In summary, DeepViz visualization helped answer two important questions:

Why did the network think this image contained a bee-eater bird?
Where is the bee-eater located in the picture?

In particular, what is most exciting to note is that the head region of the fourth bird, which is the largest of all six birds, is strongly activated: this is probably how the network can tell the difference between a bee-eater and any other bird.

User Testing

Having established that, next, I evaluated whether the visualization can lead an end user to trust the model appropriately. Does it help the user trust the model based on the relevant heat map as the visual evidence for the prediction made by the model? For this experiment, I conducted a human study where users tested several images using the DeepViz tool to compare the heat map visualization and predicted class for correct and incorrect classification.

CONCLUSION

Research in deep learning has traditionally focused on new algorithms, mathematical models, improving quality and performance or the speed of the neural network model. I have studied and investigated a lateral research direction that touches upon the social implication of automated decision-making systems; namely, we have contributed to furthering the understanding and transparency of the decision-making implemented by a trained deep neural network.
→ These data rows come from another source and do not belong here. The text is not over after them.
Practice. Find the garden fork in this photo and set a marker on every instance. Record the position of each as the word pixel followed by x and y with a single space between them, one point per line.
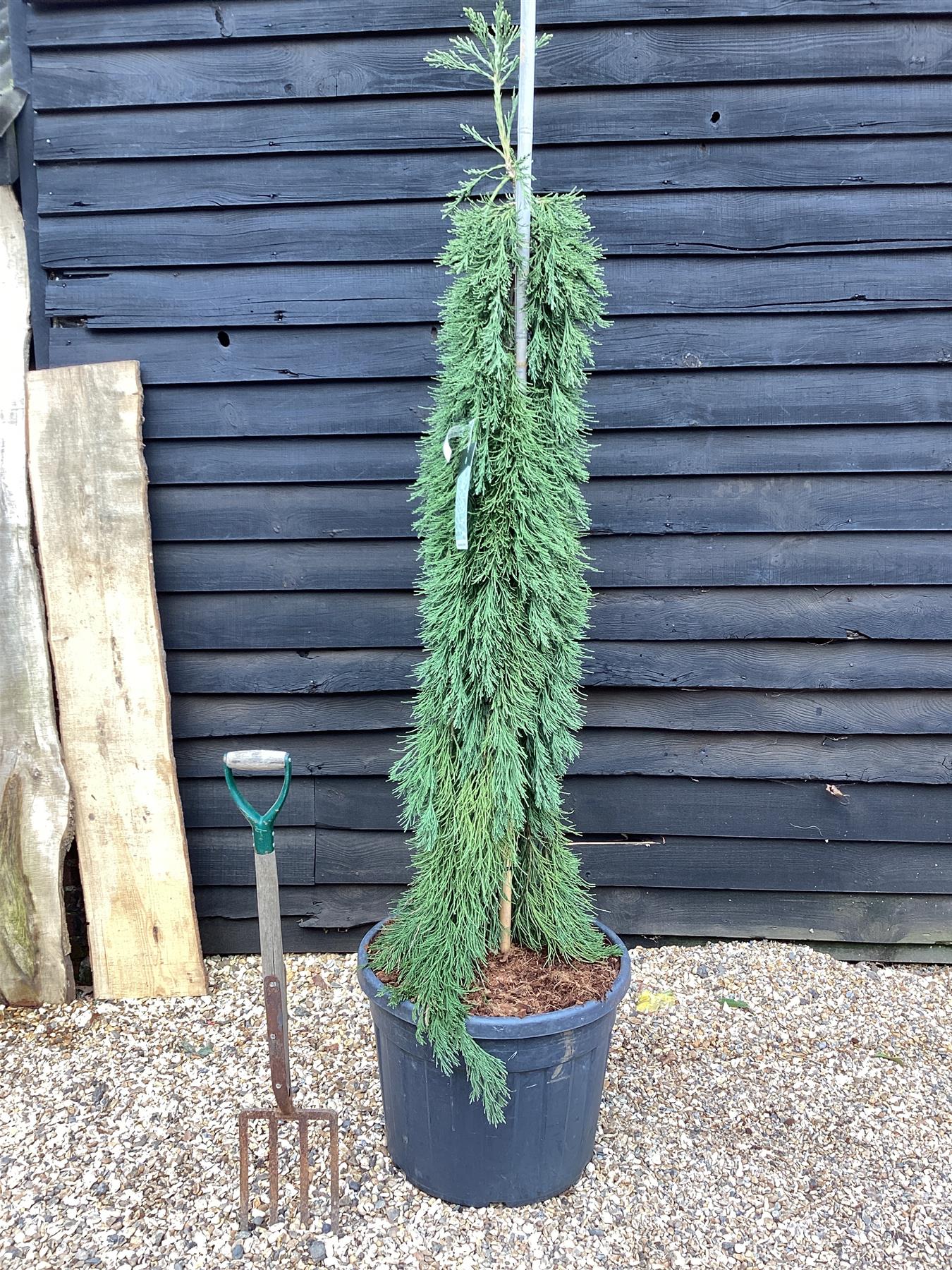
pixel 276 1000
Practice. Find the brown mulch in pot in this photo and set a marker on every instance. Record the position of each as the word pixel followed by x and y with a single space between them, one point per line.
pixel 520 982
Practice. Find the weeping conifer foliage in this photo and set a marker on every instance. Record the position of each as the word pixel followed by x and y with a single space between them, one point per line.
pixel 498 709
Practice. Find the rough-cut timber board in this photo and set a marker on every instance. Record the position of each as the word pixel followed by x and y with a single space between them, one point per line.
pixel 35 794
pixel 89 492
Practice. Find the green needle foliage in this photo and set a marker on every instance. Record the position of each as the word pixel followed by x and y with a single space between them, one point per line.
pixel 498 708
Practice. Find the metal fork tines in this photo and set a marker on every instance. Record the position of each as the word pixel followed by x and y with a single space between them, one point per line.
pixel 300 1117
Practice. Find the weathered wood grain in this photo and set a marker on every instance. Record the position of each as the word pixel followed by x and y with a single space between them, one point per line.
pixel 652 806
pixel 114 186
pixel 76 23
pixel 636 504
pixel 409 351
pixel 683 224
pixel 372 65
pixel 666 911
pixel 225 857
pixel 634 749
pixel 750 663
pixel 831 714
pixel 717 864
pixel 36 823
pixel 368 294
pixel 635 560
pixel 645 452
pixel 769 397
pixel 652 114
pixel 315 620
pixel 88 483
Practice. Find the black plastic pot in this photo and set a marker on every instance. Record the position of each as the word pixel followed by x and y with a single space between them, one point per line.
pixel 556 1066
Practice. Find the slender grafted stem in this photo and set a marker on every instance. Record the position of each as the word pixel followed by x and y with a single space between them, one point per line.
pixel 523 184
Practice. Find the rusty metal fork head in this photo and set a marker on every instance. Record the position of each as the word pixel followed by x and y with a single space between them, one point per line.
pixel 301 1118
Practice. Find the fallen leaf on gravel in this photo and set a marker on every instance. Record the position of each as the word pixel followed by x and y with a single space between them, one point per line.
pixel 650 1003
pixel 734 1003
pixel 198 1051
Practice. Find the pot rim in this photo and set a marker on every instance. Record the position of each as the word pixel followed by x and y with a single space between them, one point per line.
pixel 506 1028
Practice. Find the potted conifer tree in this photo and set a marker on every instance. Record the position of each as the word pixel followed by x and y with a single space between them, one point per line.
pixel 488 1103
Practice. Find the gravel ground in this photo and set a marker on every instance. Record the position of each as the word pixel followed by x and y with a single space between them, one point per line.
pixel 809 1123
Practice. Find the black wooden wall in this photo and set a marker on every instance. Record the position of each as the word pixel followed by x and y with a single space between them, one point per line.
pixel 245 196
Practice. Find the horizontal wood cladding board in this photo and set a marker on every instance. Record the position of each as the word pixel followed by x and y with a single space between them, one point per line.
pixel 374 65
pixel 128 184
pixel 56 25
pixel 780 397
pixel 636 752
pixel 315 620
pixel 224 936
pixel 776 665
pixel 368 294
pixel 706 112
pixel 634 504
pixel 391 351
pixel 642 806
pixel 825 713
pixel 642 560
pixel 645 452
pixel 221 857
pixel 655 911
pixel 685 222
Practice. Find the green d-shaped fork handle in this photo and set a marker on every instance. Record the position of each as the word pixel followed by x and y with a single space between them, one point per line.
pixel 258 761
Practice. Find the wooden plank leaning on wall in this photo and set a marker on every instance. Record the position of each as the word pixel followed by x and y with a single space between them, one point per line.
pixel 89 492
pixel 35 794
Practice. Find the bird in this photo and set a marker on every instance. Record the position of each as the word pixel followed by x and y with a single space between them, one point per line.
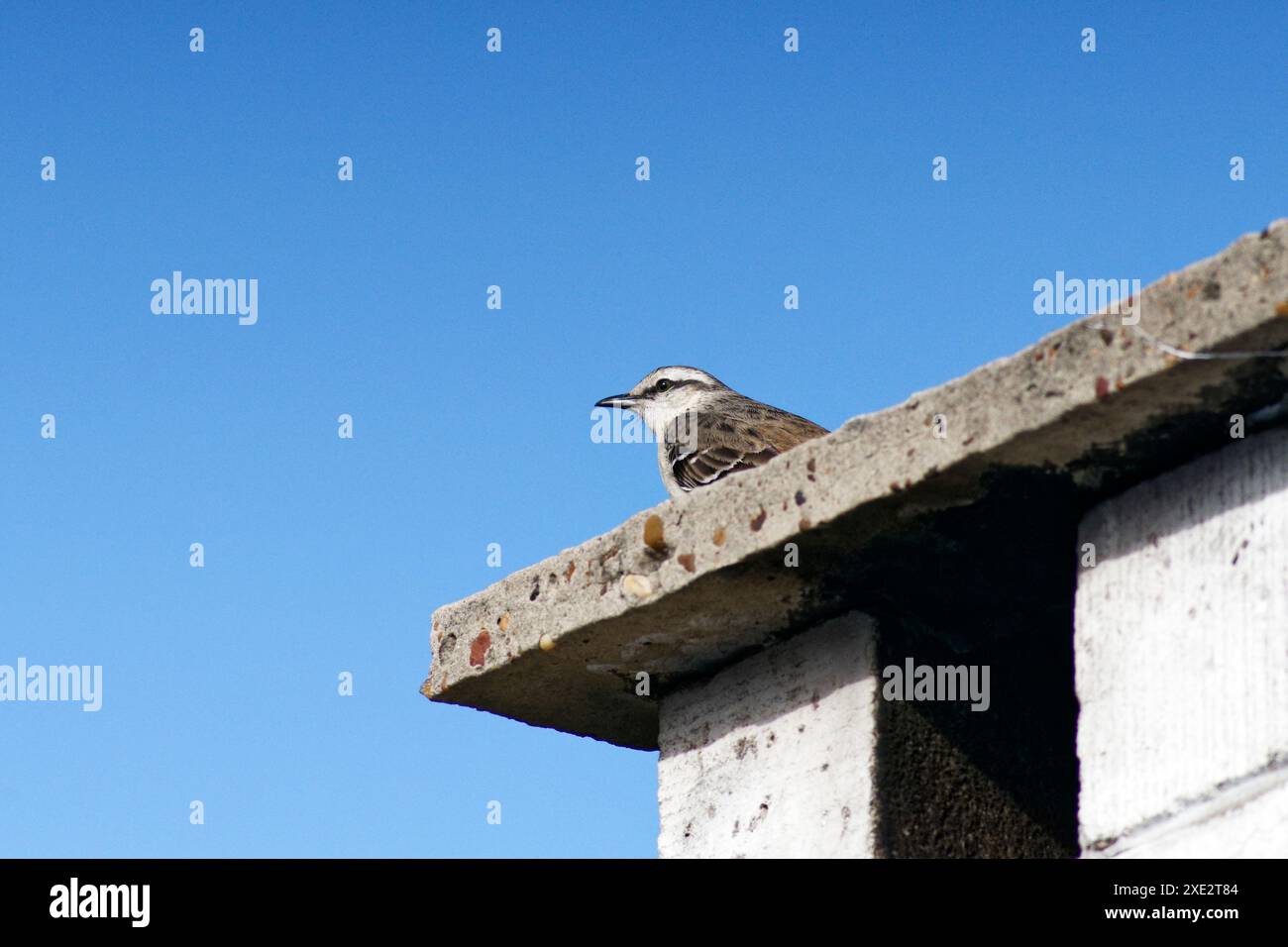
pixel 704 429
I proposed a visual exploration tool for interpreting a visual classifier that provides a visual explanation of the inference decision. The tool is targeted towards non-experts and helps broaden people’s access to an interactive tool for deep learning. The visualization technique helps make an image recognition model more transparent by providing a visual explanation for its predictions. My prototype helped answer two critical questions raised in this research hypothesis: (i) Why did the network think this image contained a specific object (ii) where is the object located in the picture? I used the heat map concept that allowed better intuition about what has been learned by the network.

Further, running deep learning applications entirely client-side in the browser unlocked new opportunities to add rich interaction and user experience. From a user’s perspective, there is no need to install any libraries or drivers. They can directly access the application in their browser. Finally, all the user data stays on the client-side local to the user device, and this helps to maintain a privacy-preserving application.

In summary, I have presented a novel image explanation technique that justifies the class prediction of a visual classifier. This method is a stepping stone and serves as a foundation for building a more robust model interpretability and explainable system. This work is a small contribution toward building a fair, transparent and explainable AI system.

FUTURE PERSPECTIVES

I believe there are several opportunities to extend and enhance DeepViz as a visual exploration tool for the deep learning system. Future work will focus on improving DeepViz with new interaction capabilities, sophisticated visualization and better performance.

More generally, I see an immense opportunity for contributing to this new and rapidly growing body of research on deep learning visualization, with a focus on explainability and interpretability, whose impact spans a broad range of domains. For example, a visual analytics tool for interactive comparison of multiple models to assess transparency and fairness, visualize other models, e.g., auto-encoders, recurrent neural networks (RNNs) and generative adversarial networks (GANs), visualize deep networks in domains such as reinforcement learning, meta-learning and auto-ML.

Further, there are a number of directions for future work, such as creating new interpretable methods and visual representation for the components in deep learning models, developing a rich visual interface with innovative interactions to discover and communicate more in-depth insight about one’s model, a visual exploration tool that combines visual representation, new interaction technique, modern attribution and feature visualization.

There are several directions to make progress on deep learning interpretability. I believe it's time we address the issues of fairness, transparency and accountability in AI technologies and ensure bias from the data doesn’t get embedded in the systems we create.